Elisabeth Narkin | A. W. Mellon Postdoctoral Fellow
Ph.D. Art, Art History and Visual Studies, Duke University
Constructing Dynasty: Architecture and the French Royal Family
Elisabeth is an architectural historian of early modern France whose research focuses on the intersection of the domestic spaces of châteaux and the social spaces of court relationships. Her current project, Constructing Dynasty: Architecture and the French Royal Family, examines the manner in which the royal family's architecture projects, residential habits, and use of buildings--both independently and within the monarchy's territorial network--advanced a conception of the sixteenth-century monarchy as legitimate, enduring, and in touch with its subjects. With a focus on the royal children as central actors in the crown's long-term socio-political strategies, the project explores domestic architecture from the perspective of its users and argues that their relationship with buildings shaped the built environment as well as French politics. In addition to object-based inquiry and social history, Elisabeth deploys analytical tools like digital mapping and 3D modeling alongside spatial theory to understand spaces that physical changes and non-traditional sources might otherwise obscure.
Marie Saldaña | A. W. Mellon Postdoctoral Fellow
Ph.D. Architecture, UCLA
Cave and City: The Idea of the Cave in Architecture
Marie Saldaña studies the ways in which ephemeral, transient, and natural spaces are played out in and against the built environment, and how they become transformed in the architectural imagination. Her work combines traditional scholarship with maps, drawings, 3D models, and interactive media. She is currently finishing a digital project, "Cave and City", that uses procedural 3D models to explore the way the Greco-Roman city of Magnesia on the Maeander evolved over time in relation to its ritual landscape. She is also beginning a new project on the idea of the cave in the architecture, seeking to elucidate the architectural notions and practices that rely on the cave for their production and propagation, including concepts of temporality, form, representation, and the blurring of lines between the natural and artificial as expressed in technology.

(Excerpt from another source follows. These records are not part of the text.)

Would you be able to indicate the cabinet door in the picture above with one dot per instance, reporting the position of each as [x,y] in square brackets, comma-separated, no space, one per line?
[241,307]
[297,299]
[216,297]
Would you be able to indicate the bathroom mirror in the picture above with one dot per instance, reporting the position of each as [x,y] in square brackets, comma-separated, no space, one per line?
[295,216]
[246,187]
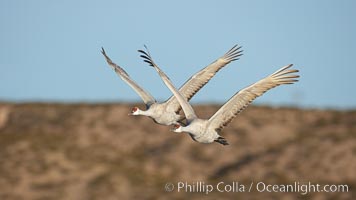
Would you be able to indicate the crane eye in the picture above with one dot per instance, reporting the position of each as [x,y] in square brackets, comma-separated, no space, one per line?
[134,109]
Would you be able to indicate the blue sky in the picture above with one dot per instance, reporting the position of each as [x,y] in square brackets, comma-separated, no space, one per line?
[50,50]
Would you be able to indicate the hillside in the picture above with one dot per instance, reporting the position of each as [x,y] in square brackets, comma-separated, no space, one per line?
[97,151]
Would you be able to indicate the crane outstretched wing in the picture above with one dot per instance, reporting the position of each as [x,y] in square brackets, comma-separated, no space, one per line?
[145,96]
[187,108]
[198,80]
[243,98]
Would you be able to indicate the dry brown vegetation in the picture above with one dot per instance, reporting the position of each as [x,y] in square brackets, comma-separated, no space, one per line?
[96,151]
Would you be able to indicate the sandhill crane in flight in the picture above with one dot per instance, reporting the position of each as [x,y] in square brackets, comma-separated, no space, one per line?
[207,131]
[167,113]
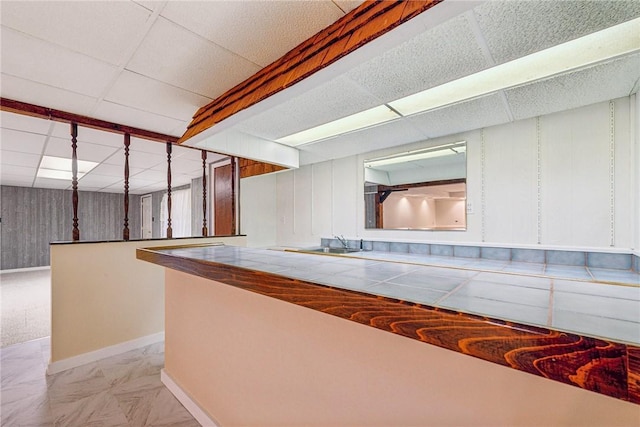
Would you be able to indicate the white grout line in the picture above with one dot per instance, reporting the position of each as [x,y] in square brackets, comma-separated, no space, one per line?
[551,297]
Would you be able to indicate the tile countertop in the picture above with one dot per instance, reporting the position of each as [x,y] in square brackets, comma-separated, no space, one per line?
[553,307]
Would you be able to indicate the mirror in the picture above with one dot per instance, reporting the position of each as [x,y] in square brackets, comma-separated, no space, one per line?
[421,189]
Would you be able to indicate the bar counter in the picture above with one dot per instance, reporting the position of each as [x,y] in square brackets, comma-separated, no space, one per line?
[323,284]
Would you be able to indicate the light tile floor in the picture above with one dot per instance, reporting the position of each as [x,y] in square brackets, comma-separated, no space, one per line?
[591,301]
[123,390]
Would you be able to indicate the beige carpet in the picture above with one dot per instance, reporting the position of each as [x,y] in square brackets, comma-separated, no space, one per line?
[25,306]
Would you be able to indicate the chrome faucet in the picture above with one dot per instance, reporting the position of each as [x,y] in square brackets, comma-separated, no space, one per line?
[343,241]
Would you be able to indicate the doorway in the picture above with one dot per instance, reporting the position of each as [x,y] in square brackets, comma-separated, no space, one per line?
[147,217]
[224,200]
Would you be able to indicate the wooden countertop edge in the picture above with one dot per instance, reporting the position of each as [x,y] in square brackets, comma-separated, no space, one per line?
[594,364]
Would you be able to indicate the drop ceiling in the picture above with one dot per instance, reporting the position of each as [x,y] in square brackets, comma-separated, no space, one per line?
[146,64]
[153,64]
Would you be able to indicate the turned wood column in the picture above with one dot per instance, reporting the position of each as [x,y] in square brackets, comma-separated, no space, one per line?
[125,230]
[74,180]
[234,162]
[169,230]
[205,231]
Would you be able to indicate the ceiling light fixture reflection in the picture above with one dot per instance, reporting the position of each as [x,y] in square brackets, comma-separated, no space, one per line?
[427,153]
[61,168]
[361,120]
[589,50]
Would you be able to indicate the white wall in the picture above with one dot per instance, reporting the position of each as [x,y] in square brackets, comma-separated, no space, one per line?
[540,182]
[635,116]
[449,213]
[258,210]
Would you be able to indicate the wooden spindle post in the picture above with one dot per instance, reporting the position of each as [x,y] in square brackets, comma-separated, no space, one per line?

Laura Richardson | Project Manager Fellow
Ph.D. English, Rice University
Houston in the Roaring 20s
Laura studies American and British modernism. Her current spatial project examines Houston in the 1920s, specifically the city’s cultures of bootlegging. With digital mapping technologies, she is creating an interactive map of Houston in the Roaring 20s, pinpointing speakeasies, busted bootlegging enterprises, and Prohibition-related organized crime efforts. Traditionally, accounts of the Roaring 20s focus exclusively on New York City or Chicago. This project defines Houston’s relationship to the decade that put it on the map, plotting the city’s—and with an eye for Texas’—role in “the Mad Decade.” Laura’s book project, Everyone’s a Critic: Eclectic Modernist Hermeneutics, examines the history of modernist criticism. Female critics were left out of literary criticism’s shift from the pens of poet-scholars to a codified system of analysis in American and British universities. Laura’s work is an archival project that recovers alternative methodologies of literary analysis from the early twentieth-century.
Kyle G. Sweeney | Project Manager Fellow
Ph.D. Art and Architectural History, Rice University
Kyle studies the relationship between Gothic architecture and the social, spatial, and ritual topography of towns and cities in late medieval Normandy. His research focuses on how a confluence of new social values, economic prosperity, and urban rituals gave rise to the extravagant displays of technical virtuosity and sophisticated ornament typical of ecclesiastical architecture at the turn of the sixteenth century. Kyle is particularly interested in visualizing the organization of urban space surrounding churches, as well as the public religious celebrations and royal entries that shaped the experience of the city at the end of the Middle Ages.